You’re in a world made up of names and numbers now. Reception, thirty-first floor: Bank of New York, Tyrell Corporation; reception, forty-ninth floor: Cyberdyne Systems Corporation, Computech, Stevenson Biochemical, Instantron.
A nearby sign reads: For your safety and security, twenty-four-hour CCTV surveillance is in operation.
Outside the wide lobby windows, a deep red sunset shines through empty buildings and sheets of mirror glass, high-rise floors glowing scarlet in the far distance.
You will go where they take you in the sure and certain knowledge that you aren’t the first and you certainly won’t be the last. There will be a brief shadowy movement behind you just before the elevator doors open. Then the gun will come down hard on the back of your neck, catching you unawares.
“Okay, you’re done,” you’ll hear one of the guards remark as you fall heavily toward the elevator floor. “Thanks for asking.”
4
Except, of course, you never get there.
You’re already spinning round before the elevator doors have even closed properly. By the twenty-third floor, both security guards are down.
By the thirtieth floor, you will have stamped on one guard’s head until his nose, mouth, and ears are bleeding.
By the fortieth floor, you will have your own gun back and the other guard will be kneeling before you, begging for his life.
He will tell you he’s afraid. That he doesn’t want this. You shoot him once.

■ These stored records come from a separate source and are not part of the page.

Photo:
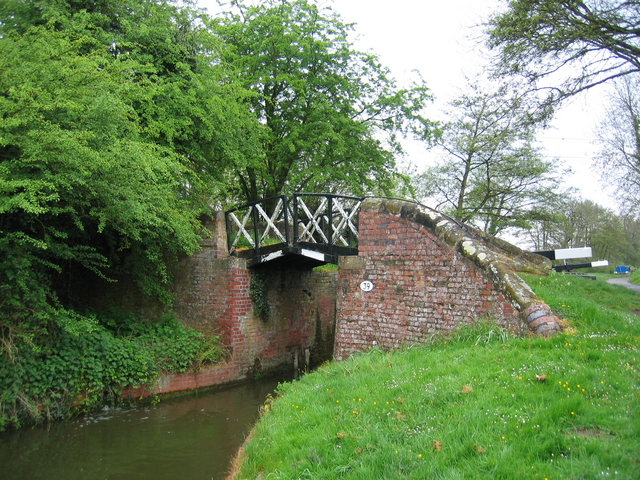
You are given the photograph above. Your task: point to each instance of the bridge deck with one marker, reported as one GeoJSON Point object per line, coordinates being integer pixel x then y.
{"type": "Point", "coordinates": [311, 230]}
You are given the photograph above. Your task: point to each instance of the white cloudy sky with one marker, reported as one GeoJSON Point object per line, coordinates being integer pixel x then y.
{"type": "Point", "coordinates": [440, 39]}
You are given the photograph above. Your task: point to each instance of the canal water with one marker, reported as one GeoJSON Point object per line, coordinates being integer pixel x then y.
{"type": "Point", "coordinates": [192, 437]}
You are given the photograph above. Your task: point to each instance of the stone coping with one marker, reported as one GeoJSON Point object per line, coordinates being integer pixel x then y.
{"type": "Point", "coordinates": [499, 260]}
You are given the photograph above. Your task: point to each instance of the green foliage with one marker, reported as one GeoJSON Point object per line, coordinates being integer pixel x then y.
{"type": "Point", "coordinates": [583, 43]}
{"type": "Point", "coordinates": [79, 362]}
{"type": "Point", "coordinates": [259, 292]}
{"type": "Point", "coordinates": [481, 404]}
{"type": "Point", "coordinates": [330, 114]}
{"type": "Point", "coordinates": [490, 174]}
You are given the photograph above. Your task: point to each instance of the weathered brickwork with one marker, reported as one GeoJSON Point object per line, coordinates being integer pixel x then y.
{"type": "Point", "coordinates": [212, 295]}
{"type": "Point", "coordinates": [299, 328]}
{"type": "Point", "coordinates": [421, 287]}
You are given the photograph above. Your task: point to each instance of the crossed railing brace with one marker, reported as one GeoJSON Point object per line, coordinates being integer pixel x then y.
{"type": "Point", "coordinates": [317, 225]}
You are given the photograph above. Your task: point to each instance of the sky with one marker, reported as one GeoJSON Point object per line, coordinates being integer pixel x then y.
{"type": "Point", "coordinates": [442, 40]}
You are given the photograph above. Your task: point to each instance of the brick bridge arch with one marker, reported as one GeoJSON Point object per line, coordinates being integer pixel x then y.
{"type": "Point", "coordinates": [428, 274]}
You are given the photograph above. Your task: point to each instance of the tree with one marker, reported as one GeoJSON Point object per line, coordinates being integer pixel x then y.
{"type": "Point", "coordinates": [114, 136]}
{"type": "Point", "coordinates": [572, 223]}
{"type": "Point", "coordinates": [193, 105]}
{"type": "Point", "coordinates": [490, 175]}
{"type": "Point", "coordinates": [573, 45]}
{"type": "Point", "coordinates": [619, 137]}
{"type": "Point", "coordinates": [331, 115]}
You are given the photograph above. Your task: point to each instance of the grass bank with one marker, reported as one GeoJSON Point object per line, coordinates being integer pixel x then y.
{"type": "Point", "coordinates": [482, 404]}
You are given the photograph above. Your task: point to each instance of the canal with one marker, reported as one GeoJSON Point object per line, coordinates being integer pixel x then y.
{"type": "Point", "coordinates": [192, 437]}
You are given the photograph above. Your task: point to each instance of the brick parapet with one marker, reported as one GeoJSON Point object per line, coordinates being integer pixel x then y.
{"type": "Point", "coordinates": [422, 285]}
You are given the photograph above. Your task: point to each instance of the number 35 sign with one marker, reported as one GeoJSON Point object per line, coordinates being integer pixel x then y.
{"type": "Point", "coordinates": [366, 286]}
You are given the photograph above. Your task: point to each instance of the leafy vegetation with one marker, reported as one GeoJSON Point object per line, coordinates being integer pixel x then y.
{"type": "Point", "coordinates": [481, 404]}
{"type": "Point", "coordinates": [331, 115]}
{"type": "Point", "coordinates": [82, 361]}
{"type": "Point", "coordinates": [586, 42]}
{"type": "Point", "coordinates": [490, 174]}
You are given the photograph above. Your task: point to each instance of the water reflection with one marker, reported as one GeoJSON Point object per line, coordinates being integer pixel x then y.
{"type": "Point", "coordinates": [192, 437]}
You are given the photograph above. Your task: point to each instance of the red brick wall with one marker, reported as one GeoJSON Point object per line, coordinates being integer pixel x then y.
{"type": "Point", "coordinates": [421, 287]}
{"type": "Point", "coordinates": [212, 295]}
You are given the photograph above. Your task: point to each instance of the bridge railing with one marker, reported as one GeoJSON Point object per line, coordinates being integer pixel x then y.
{"type": "Point", "coordinates": [326, 221]}
{"type": "Point", "coordinates": [260, 224]}
{"type": "Point", "coordinates": [315, 222]}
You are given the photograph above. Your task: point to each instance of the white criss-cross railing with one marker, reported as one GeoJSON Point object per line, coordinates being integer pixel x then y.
{"type": "Point", "coordinates": [312, 222]}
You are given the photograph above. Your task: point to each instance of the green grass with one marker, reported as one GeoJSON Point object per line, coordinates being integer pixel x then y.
{"type": "Point", "coordinates": [482, 404]}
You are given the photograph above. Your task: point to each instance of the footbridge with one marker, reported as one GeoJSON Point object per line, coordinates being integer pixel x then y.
{"type": "Point", "coordinates": [310, 229]}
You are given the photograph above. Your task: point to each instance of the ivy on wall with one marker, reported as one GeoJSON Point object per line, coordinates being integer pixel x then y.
{"type": "Point", "coordinates": [258, 291]}
{"type": "Point", "coordinates": [84, 361]}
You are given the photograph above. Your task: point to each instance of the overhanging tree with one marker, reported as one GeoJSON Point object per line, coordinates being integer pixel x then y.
{"type": "Point", "coordinates": [490, 174]}
{"type": "Point", "coordinates": [331, 115]}
{"type": "Point", "coordinates": [567, 46]}
{"type": "Point", "coordinates": [114, 138]}
{"type": "Point", "coordinates": [619, 137]}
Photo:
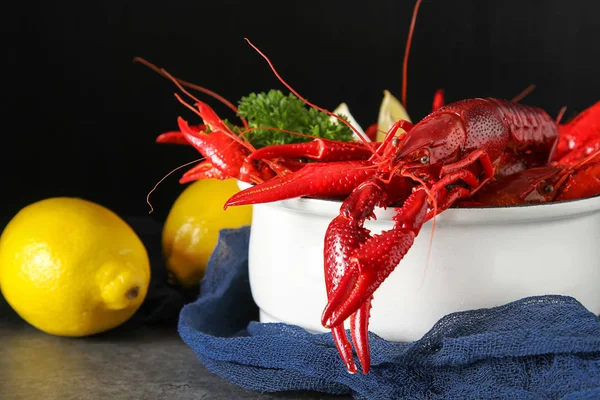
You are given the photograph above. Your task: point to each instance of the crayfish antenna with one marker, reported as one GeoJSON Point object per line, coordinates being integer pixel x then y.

Right through the left eye.
It’s only then that you will notice there’s Muzak playing in the elevator.
“Was that absolutely necessary?” she will ask, looking down at the bodies on the elevator floor and frowning. “The only reason I agreed to help you get up here in the first place was to avoid anything like this.”
“Made me feel better,” you’ll reply with a shrug.
The building’s floors have a compact-steel core surrounded by an outer perimeter constructed from closely spaced columns. It is capped by a pyramid 130 feet high and weighing eleven tons.
The exterior is clad in approximately 370,000 square feet of Patten Hyclad Cambric finish stainless steel.
She will throw her arms around you just as the elevator reaches the fiftieth floor. You embrace. Your hungry mouths will find each other.
An aircraft warning light at the apex of the pyramid flashes forty times a minute, 57,600 times a day.
“Coming with me?” you’ll ask.
“No.”
“Don’t you want to see this through, now that we’re both here?”
“I got you to his office,” she’ll reply. “That’s what you want, isn’t it?”
“That’s what I want.”
You exchange one last look. One last kiss.
“The pass we found in the hotel will get you through to his office,” she’ll say. “But you’d better get rid of the gun. It’ll trip the metal detectors.”
“Fine,” you’ll say. “I don’t need it anymore.”
You toss the gun into a nearby waste bin.
“You’re sure he’ll be there?” you’ll ask.
“He never leaves,” she’ll reply.
You are now entering the main reception area at Virex International, an uninflected machine voice will announce as soon as the main office doors slide open. Thank you for not stopping.
All the rooms but the last one will be empty.
You’ll find him sitting at his desk, a wadded-up piece of human gum, drained and useless, gazing out at the sunset.
“John Frederson?”
His head moves slowly, painfully, away from the deep crimson light still spreading over London.
“No one’s called me that in years,” he’ll say.
“Then you’ll know who sent me.”
And still he’ll sit before you, empty and staring soberly at the sun: a baffling configuration of success and failure that has confounded history.
“A little far from home, aren’t you?” he’ll finally remark.
“We’ve had some... local difficulties.”
John Frederson will nod.
“And the ghost galaxies hired you?” he’ll reply. “I’m almost insulted. I’d have thought I rated better than a mere...” He’ll pause, peer at you. “Do you even have a name?” he’ll ask, looking like the man who just patented cancer.
You know why you’re here and why we sent you. You’re clean, filed down, all biometrics erased so they can no longer be read. The best false identity is no identity at all.